I have several years of experience working with adolescents diagnosed with Autism Spectrum Disorder (ASD). Since August 2017, I have been working as a Speech-Language Pathologist Assistant for Fortune School of Education, a charter school district that primarily serves African Americans from low-income backgrounds in Sacramento. Out of the 49 students that I serve, I work extensively with eight high-functioning students with ASD, whose goals primarily involve pragmatics. One thing that I’ve learned throughout this experience is although they exhibit the same disorder, it is important to get to know the individual and their specific characteristics. Adolescents with ASD may respond differently to activities and require different tools and techniques. For example, visual schedules are essential for some of my students to be able to have a productive session. Others prefer to choose what they’d like to do in the session from two activities that I have prepared beforehand. By doing so, the student has the mindset that they have control of the session and are not forced to do an unwanted task. There’s no predicting what kind of day the student is experiencing, but what remains constant is my patience and readiness to address any behavior the student may choose to express. During my volunteer service as a communication partner in the NeuroService Alliance (NSA) Communicating Through Art program and also at the Eskaton Lodge Gold River, I worked closely with those who have acquired receptive and expressive communication difficulties following a stroke.

I have learned how to efficiently communicate with these adults and discovered how they all develop different abilities. For instance, my communication partner in NSA suffered from expressive aphasia and although the client was aware that his expressions weren’t always verbalized correctly, he was grateful that I was compassionate and patient when we talked about his travels during his time in the military.
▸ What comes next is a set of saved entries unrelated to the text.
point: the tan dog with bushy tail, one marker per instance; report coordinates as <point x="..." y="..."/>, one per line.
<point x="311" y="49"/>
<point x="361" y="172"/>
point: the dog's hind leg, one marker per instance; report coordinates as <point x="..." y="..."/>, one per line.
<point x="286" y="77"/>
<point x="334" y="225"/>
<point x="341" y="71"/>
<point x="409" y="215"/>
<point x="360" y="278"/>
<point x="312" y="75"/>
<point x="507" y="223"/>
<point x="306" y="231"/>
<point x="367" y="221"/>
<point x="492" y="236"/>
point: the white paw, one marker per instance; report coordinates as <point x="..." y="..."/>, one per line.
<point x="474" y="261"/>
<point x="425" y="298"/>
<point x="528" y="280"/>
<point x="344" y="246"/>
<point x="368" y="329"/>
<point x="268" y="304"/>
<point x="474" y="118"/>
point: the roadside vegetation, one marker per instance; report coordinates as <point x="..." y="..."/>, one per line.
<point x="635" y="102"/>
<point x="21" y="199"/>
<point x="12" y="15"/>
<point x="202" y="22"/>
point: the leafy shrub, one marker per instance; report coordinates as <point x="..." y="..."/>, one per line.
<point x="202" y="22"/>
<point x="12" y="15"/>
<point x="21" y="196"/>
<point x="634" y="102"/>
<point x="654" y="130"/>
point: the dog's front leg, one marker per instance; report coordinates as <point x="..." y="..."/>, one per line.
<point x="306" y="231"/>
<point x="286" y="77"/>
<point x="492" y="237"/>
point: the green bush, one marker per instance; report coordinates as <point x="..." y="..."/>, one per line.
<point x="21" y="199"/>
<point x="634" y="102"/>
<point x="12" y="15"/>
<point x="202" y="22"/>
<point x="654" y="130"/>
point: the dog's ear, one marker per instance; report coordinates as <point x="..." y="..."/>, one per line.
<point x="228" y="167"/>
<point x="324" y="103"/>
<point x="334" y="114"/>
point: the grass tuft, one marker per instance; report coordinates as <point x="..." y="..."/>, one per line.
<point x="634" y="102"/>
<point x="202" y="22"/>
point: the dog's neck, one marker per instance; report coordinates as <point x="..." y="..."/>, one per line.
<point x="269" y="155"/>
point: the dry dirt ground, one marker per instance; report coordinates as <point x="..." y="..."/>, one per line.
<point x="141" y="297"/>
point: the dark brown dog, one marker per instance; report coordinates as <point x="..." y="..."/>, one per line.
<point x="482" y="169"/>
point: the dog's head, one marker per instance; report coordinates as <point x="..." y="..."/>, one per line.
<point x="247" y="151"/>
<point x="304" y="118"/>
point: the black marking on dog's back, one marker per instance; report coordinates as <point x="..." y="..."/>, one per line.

Important details to remember when working with such patients is that they were likely capable of communicating with their community before their stroke and these acquired communicative difficulties can be both frustrating and confusing, not only for the patient but for their families and friends. Demonstrating humility to clients and their loved ones can help clients and their willingness to work towards meeting their own communication needs. When working with clients, as speech-language pathologists we need to remember that we must demonstrate empathy and patience to help our clients meet their speech and language needs. As a bilingual speech-language pathologist, my goal is to create spaces in which language is not a barrier, but a bridge to their curriculum and well-being. I know that I am meant to work in this field I am in a field that I’m meant to be in and the Communication Sciences and Disorders Master’s program at California State University, Sacramento program will provide me with the adequate foundation and practical experience necessary to be the best clinician I can be.